Ouattara : L’art de faire la politique.

Ouattara : L’art de faire la politique.

COP15-Ouattara

Ouattara : L’art de faire la politique..

Plus technocrate dans l’âme que politicien.

Le président de la République, Alassane Ouattara, a pourtant donné une leçon politique à ses adversaires, au cours de ses trois premiers mandats.

Il s’est érigé en dirigeant incontournable et a réussi à rehausser l’image d’un pays plombé par plusieurs décennies de sclérose.

L’étiquette du chef de l’Etat qui ne se soucie que des ponts et des routes, est bien loin aujourd’hui du model actuel, tant Alassane Ouattara a su affûter sa politique, au fil du temps.

Avec l’une des meilleures perspectives économiques africaines, voire, mondiale, la Côte d’Ivoire fait partie des pays les plus attractifs sur le continent.

 

Pourtant, quand il procédait le 21 mai 2011 à son investiture à Yamoussoukro, après la pire crise jamais vécue sur le sol ivoirien, Ouattara venait d’hériter d’un Etat ruiné, au point mort, avec un risque d’instabilité élevé.

Le premier défi et non des moindres, pour le tout nouveau président de la République, était donc sécuritaire.

Une armée hétéroclite, divisée, formée de professionnels d’une part et de militaires de l’ex-rébellion d’autre part, qui devait faire face à des attaques sporadiques, gérer les problèmes inhérents…comme les primes impayées…

Comment un homme désigné, par certains, comme la pomme de discorde, durant toutes ces années de crise, pouvait-il maintenir la paix, dans un climat postélectoral délétère, où la moindre étincelle pouvait faire retomber les Ivoiriens dans l’abîme?

En effet, durant les trois premiers quinquennats de Ouattara, le problème n’a pas cessé de revenir au premier plan, comme une épée de Damoclès.

Une armée citoyenne

Mais, l’ancien directeur général adjoint du Fonds monétaire international (FMI), a passé le test, haut la main.
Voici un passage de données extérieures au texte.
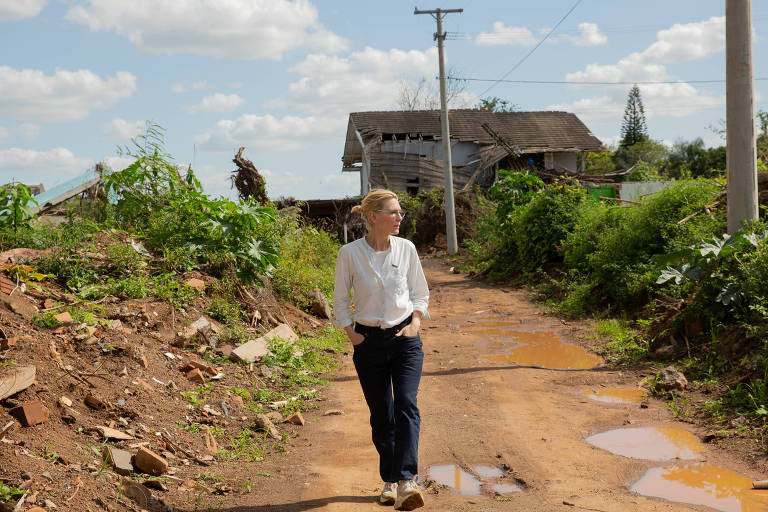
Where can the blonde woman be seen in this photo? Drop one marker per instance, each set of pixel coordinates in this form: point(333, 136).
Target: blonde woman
point(390, 292)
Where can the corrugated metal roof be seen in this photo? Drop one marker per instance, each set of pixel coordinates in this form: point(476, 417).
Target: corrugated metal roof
point(533, 132)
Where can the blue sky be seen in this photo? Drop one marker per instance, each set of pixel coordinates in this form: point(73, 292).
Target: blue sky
point(78, 78)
La Côte d’Ivoire jouit aujourd’hui, d’une armée républicaine.

Peut-être, l’une des meilleures que le pays n’ait jamais eues, durant ces 62 ans d’indépendance.

Une armée citoyenne, bien équipée et bien commandée.
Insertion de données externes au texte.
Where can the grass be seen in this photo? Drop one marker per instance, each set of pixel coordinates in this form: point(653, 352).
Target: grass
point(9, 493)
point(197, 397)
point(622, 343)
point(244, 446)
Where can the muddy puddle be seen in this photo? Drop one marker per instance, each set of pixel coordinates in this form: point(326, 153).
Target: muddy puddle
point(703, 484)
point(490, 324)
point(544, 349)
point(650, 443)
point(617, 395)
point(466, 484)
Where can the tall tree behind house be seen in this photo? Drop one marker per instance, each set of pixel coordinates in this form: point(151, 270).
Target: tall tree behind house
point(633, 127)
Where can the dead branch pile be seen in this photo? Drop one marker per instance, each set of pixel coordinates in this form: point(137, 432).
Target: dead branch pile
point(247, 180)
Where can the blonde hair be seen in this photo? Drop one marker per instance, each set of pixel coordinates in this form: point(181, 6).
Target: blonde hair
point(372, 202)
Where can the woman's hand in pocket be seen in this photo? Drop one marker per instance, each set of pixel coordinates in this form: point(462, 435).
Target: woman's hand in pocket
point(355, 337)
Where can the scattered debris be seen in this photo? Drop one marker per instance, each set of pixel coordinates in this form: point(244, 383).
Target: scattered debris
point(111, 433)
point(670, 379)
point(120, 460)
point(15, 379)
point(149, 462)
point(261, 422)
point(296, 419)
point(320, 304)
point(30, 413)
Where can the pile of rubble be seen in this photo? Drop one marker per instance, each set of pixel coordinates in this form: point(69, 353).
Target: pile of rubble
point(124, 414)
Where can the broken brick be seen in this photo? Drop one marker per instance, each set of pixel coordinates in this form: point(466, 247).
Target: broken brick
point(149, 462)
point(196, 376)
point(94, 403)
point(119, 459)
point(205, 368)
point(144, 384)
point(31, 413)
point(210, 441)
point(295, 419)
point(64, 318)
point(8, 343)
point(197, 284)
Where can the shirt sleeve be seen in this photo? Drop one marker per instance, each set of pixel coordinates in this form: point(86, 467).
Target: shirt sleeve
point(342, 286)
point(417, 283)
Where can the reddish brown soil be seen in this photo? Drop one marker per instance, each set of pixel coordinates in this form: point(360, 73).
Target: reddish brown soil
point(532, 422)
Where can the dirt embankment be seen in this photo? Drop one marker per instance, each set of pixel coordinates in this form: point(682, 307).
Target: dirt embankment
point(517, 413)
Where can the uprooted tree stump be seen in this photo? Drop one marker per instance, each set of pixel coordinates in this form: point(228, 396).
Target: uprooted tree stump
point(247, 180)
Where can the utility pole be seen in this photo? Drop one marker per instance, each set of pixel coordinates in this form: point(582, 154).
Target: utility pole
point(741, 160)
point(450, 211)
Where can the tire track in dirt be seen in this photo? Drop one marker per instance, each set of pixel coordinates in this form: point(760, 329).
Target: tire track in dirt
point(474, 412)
Des qualités qui ont été démontrées au cours de la dernière élection présidentielle de 2020, où il fallait faire face à des troubles montés de toutes pièces, dont le but était de pousser les hommes en armes à ouvrir le feu sur la population.

Les forces de l’ordre sont restées professionnelles.

Avec la loi de programmation militaire, qui est entrée dans sa phase active, Alassane Ouattara a presque réussi un miracle.

Le défilé militaire du 7 août dernier était la cerise sur le gâteau.

Comment le chef de l’Etat est-il parvenu à ce résultat ?

Si sa crédibilité y est pour beaucoup, c’est son pragmatisme, issu en grande partie du Ouattara technocrate.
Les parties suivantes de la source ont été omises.